The Hitman’s Bodyguard (2017)

Capsule Review

In The Hitman’s Bodyguard, Michael Bryce (Ryan Reynolds) is given the near-impossible task of escorting hitman Darius Kincaid (Samuel L. Jackson) to very important trial in The Hague. Unfortunately for them, the person he’s testifying against really doesn’t want him to appear.

This movie is violent, and there is harsh language, so it’s not for people with tame sensibilities. For those that expect that, it’s a rather clever buddy comedy that is everything you’d expect it to be.

Highly recommended for those who want that sort of film!

 

 

Standard Review (with minor plot spoilers)

This is essentially a buddy cop film, minus the cops. Michael Bryce was a bodyguard that was highly rated, until one of his charges was killed. Since then, he’s been scraping by with low-level clients who need protection.

After an Interpol prisoner transport goes awry, Bryce has the assignment dropped in his lap, whether he likes it or not. He’s well acquainted with Darius, but only because of the jobs he’s ruined for Michael. They are clearly not friends – Michael plays it cool, by the book, in a way that doesn’t attract attention. Meanwhile, Darius is an improviser, which infuriates Michael to no end.

This sort of film lives and dies on the interaction between the two main characters, and it excels at that.
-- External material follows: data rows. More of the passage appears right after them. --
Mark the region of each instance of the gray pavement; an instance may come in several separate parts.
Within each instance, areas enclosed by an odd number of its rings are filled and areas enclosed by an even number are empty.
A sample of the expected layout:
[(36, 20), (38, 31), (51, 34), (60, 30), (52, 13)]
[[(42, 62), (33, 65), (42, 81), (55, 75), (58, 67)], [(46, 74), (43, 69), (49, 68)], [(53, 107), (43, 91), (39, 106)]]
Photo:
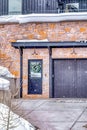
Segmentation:
[(12, 100), (13, 111), (40, 130), (87, 130), (87, 99)]

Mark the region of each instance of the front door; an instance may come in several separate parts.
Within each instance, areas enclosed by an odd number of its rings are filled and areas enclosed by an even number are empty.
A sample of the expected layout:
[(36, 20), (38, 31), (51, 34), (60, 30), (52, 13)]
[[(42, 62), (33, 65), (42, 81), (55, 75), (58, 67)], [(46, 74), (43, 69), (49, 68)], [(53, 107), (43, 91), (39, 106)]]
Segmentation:
[(28, 94), (42, 94), (42, 60), (28, 61)]

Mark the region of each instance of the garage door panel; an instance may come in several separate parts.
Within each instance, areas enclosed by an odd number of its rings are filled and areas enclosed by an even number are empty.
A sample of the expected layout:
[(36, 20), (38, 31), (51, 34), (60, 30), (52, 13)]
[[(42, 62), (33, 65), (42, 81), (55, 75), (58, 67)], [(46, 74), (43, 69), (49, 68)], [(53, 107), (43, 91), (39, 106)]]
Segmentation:
[(87, 60), (77, 60), (77, 97), (87, 98)]
[(75, 96), (74, 94), (74, 61), (55, 60), (54, 61), (54, 91), (55, 97)]
[(87, 97), (87, 60), (54, 60), (54, 97)]

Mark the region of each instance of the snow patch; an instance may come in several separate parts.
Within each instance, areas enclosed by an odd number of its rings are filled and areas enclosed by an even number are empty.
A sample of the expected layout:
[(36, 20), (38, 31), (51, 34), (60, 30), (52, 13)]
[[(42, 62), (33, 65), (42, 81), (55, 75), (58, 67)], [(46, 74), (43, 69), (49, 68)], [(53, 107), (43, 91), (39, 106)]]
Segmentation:
[(9, 130), (35, 130), (25, 119), (13, 113), (10, 108), (0, 103), (0, 130), (6, 130), (9, 118)]
[(17, 40), (17, 42), (48, 42), (48, 39), (43, 39), (43, 40), (37, 40), (37, 39), (32, 39), (32, 40)]

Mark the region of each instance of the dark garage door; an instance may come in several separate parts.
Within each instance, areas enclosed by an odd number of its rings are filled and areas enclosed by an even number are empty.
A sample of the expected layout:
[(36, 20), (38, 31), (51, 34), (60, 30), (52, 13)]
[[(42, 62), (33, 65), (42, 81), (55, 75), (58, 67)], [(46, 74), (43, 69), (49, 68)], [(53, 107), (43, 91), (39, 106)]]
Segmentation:
[(54, 60), (54, 97), (87, 98), (87, 60)]

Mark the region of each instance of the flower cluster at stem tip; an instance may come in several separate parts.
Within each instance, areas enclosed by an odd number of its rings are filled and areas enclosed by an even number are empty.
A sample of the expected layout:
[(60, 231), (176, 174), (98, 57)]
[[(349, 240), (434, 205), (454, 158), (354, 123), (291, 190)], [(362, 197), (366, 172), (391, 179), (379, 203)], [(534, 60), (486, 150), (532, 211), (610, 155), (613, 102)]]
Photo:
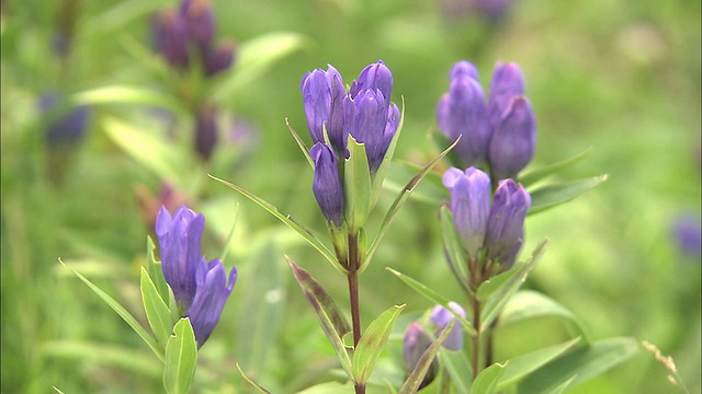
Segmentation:
[(181, 314), (190, 318), (197, 347), (202, 347), (217, 325), (237, 280), (236, 267), (227, 278), (219, 259), (207, 262), (201, 254), (204, 229), (205, 217), (185, 206), (180, 206), (172, 217), (161, 207), (156, 218), (163, 277)]
[(536, 117), (519, 66), (497, 62), (487, 103), (469, 61), (455, 63), (449, 80), (437, 123), (450, 140), (463, 136), (455, 148), (461, 167), (489, 165), (494, 179), (516, 178), (534, 157), (536, 143)]
[(390, 102), (393, 74), (382, 60), (361, 71), (349, 89), (331, 65), (307, 72), (301, 90), (314, 146), (313, 193), (328, 222), (341, 227), (346, 195), (343, 163), (349, 136), (363, 143), (371, 176), (383, 163), (397, 131), (400, 113)]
The two argue and come to blows over certain things, but they realize they have to make it to the destination in one piece. There is a definite back and forth between them, with neither gaining the upper hand in the end.

Being a buddy-cop film, there’s also a lot of fighting. Their opponent,¬†Vladislav Dukhovich¬†(Gary Oldman), will stop at nothing to prevent Darius from testifying. The conflicts that come from this are relentless, and each one is more audacious than the previous one. There are car chases that are extremely well choreographed, and in my opinion, are the best I’ve seen in several years.

Some of the best buddy cop films insert humor, sometimes to the point of being rather strained. That’s not the case here, as the comedy flows from the bickering, and seems more integral to these character’s lives than just something tacked on. It flows freely, as does the profanity – we are talking about Samuel L. Jackson here, not to mention the guy who played Deadpool. It definitely works for this movie. The interplay between Reynolds and Jackson rivals that of the back and forth between DeNiro and Grodin in Midnight Run, which shares more than a few parallels with this movie, but with more profanity. A lot more.

I’d be remiss if I didn’t mention the great casting for Darius’ wife, Sonia (Salma Hayek). There’s a scene, and you’ll know it, that just works so well for her. The stunt coordinator and stunt people did an excellent job here!

I definitely recommend The Hitman’s Bodyguard.